When a total of 1,625 predicted spacers in the 148 Acetobacter genomes were mapped to all the active prophage genomes, only16.80% of the spacers were matched with 95% identity (Figure 5D), suggesting that most of the prophages were not recorded by their hosts. The spacers from 13 Acetobacter species presented the intricate information network with the prophages from 21 Acetobacter species (Supplementary Table S6). One host species contained spacers pairing with a few different prophages, while one prophage may infect multiple different hosts.

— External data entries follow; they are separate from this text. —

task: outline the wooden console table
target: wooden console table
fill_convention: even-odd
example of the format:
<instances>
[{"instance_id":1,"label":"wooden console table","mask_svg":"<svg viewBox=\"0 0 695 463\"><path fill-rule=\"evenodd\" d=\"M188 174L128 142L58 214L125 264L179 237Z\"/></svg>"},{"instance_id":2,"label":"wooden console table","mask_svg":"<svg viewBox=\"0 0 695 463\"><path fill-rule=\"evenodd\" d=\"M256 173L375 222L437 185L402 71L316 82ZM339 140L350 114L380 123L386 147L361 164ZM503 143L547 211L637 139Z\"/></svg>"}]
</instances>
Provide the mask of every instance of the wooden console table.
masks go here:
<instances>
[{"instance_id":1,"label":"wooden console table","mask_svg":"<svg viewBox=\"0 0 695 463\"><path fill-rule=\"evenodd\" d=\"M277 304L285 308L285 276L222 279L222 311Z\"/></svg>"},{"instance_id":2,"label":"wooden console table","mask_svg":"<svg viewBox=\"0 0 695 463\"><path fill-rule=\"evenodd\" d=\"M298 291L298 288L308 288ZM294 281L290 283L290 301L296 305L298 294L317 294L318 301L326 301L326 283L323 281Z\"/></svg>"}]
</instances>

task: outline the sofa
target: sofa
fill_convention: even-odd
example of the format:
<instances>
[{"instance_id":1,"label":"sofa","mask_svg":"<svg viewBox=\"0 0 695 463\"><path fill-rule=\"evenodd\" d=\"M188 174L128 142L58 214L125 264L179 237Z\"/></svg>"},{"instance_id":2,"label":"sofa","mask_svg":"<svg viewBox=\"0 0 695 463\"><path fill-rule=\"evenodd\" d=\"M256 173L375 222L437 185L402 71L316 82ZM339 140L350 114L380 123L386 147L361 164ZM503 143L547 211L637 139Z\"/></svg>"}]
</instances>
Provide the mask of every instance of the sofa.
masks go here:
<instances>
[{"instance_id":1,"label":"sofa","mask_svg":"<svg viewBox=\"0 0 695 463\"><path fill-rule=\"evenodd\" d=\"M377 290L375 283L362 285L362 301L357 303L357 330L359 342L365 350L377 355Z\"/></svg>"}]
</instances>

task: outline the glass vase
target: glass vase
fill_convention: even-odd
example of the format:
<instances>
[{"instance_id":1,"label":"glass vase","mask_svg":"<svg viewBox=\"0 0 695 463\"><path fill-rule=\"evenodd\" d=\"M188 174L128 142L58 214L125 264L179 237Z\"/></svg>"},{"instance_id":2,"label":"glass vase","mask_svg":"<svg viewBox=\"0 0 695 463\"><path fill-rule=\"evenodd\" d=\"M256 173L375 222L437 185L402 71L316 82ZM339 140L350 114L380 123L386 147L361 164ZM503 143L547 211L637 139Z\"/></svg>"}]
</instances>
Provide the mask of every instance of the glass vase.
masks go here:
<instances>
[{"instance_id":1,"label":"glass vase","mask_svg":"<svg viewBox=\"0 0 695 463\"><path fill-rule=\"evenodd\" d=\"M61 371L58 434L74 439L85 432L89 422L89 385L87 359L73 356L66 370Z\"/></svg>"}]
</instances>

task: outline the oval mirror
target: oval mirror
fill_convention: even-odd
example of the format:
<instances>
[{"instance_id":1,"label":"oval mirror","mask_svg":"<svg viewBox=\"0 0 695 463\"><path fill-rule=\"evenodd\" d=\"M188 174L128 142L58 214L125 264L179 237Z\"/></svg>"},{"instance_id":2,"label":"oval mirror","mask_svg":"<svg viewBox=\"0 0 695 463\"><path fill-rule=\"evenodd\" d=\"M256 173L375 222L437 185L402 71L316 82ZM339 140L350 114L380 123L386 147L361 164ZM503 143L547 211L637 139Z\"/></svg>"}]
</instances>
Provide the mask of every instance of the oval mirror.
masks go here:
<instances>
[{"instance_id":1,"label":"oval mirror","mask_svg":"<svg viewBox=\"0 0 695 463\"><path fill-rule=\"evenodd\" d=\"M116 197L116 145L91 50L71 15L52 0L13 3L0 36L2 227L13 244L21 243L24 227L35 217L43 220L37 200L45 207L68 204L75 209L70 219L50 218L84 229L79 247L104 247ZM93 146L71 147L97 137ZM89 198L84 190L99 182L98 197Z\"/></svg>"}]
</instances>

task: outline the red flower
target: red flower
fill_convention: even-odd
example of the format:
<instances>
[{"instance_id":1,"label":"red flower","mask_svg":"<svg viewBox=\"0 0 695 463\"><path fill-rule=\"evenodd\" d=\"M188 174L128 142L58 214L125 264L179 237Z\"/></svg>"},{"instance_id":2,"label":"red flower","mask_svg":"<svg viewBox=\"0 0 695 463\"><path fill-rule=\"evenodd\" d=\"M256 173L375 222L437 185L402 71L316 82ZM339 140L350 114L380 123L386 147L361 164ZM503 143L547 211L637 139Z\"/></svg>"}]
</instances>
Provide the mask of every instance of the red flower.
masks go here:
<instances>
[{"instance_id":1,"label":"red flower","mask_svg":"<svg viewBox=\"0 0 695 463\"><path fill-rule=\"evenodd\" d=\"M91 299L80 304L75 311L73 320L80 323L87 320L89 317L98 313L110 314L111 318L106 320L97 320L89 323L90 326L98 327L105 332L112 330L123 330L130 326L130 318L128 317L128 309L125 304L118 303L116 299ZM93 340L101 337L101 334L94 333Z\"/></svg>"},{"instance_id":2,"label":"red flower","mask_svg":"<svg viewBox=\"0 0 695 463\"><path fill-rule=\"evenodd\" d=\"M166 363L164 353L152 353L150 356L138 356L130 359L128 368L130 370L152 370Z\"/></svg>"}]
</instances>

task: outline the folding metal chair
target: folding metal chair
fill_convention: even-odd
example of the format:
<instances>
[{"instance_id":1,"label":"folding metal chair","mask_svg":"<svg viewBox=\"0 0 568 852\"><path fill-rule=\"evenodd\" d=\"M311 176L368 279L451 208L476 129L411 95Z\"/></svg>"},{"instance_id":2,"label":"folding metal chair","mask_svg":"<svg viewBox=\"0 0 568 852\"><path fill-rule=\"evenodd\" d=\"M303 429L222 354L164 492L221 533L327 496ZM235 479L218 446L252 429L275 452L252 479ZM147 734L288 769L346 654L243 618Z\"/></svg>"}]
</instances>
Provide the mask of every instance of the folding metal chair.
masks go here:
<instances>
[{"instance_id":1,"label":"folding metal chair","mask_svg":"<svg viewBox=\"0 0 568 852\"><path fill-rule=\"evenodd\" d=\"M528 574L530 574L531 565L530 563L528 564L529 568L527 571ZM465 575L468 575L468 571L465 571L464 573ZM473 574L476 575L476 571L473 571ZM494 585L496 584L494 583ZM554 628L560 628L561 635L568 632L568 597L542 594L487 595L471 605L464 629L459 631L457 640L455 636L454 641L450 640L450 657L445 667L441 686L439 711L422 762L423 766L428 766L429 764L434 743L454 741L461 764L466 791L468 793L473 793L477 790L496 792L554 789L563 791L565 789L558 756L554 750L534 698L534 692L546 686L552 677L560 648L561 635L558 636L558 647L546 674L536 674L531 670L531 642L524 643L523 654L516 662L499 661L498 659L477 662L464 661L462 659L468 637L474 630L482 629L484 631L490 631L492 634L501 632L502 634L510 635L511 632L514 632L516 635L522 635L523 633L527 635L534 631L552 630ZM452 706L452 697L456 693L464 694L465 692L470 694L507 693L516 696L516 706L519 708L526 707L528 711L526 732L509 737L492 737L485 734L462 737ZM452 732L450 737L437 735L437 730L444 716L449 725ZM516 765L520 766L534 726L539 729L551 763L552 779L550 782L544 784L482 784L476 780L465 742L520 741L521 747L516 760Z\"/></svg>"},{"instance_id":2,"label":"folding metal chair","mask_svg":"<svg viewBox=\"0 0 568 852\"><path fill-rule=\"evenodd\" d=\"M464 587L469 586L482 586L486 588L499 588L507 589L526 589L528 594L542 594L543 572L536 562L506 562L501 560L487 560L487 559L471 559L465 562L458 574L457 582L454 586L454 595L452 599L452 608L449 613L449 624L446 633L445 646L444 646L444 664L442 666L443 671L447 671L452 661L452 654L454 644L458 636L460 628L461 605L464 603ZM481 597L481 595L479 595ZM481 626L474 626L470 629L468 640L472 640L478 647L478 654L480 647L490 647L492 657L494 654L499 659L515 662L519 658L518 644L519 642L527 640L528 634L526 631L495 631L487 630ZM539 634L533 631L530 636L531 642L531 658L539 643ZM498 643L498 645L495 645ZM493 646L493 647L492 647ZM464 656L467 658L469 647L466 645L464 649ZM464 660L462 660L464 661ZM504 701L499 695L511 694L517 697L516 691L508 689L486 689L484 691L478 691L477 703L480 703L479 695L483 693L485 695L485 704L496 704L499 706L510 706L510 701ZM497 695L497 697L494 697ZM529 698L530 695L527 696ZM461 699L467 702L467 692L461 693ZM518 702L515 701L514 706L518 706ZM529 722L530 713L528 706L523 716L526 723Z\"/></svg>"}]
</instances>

Particularly, the spacers of A. pomorum matched with the most number of prophages from 12 Acetobacter species, and exhibited the highest number of prophage matching in A. pasteurianus. For instance, the match counts between the prophages of A. pasteurianus and the spacers of A. pomorum were found to be 250, between A. pasteurianus and A. oryzifermentans werein the range of 61- 87, between A. pasteurianus and A. oryzoeni were in the range of 22–46, and between A. tropicalis and A. aceti were in the range of 11–20. However, the match counts between the spacers of A. pasteurianus and the prophages of A. pasteurianus or A. pomorum ranged from 22 to 87, which is less than the abovementioned values. From the prophage standpoint, the prophages from A. pasteurianus could find much more counter-spacers from a variety of Acetobacter species. Therefore, the species matching analysis and ANI analysis together constructed a global model of host strain specificity to Acetobacter prophages.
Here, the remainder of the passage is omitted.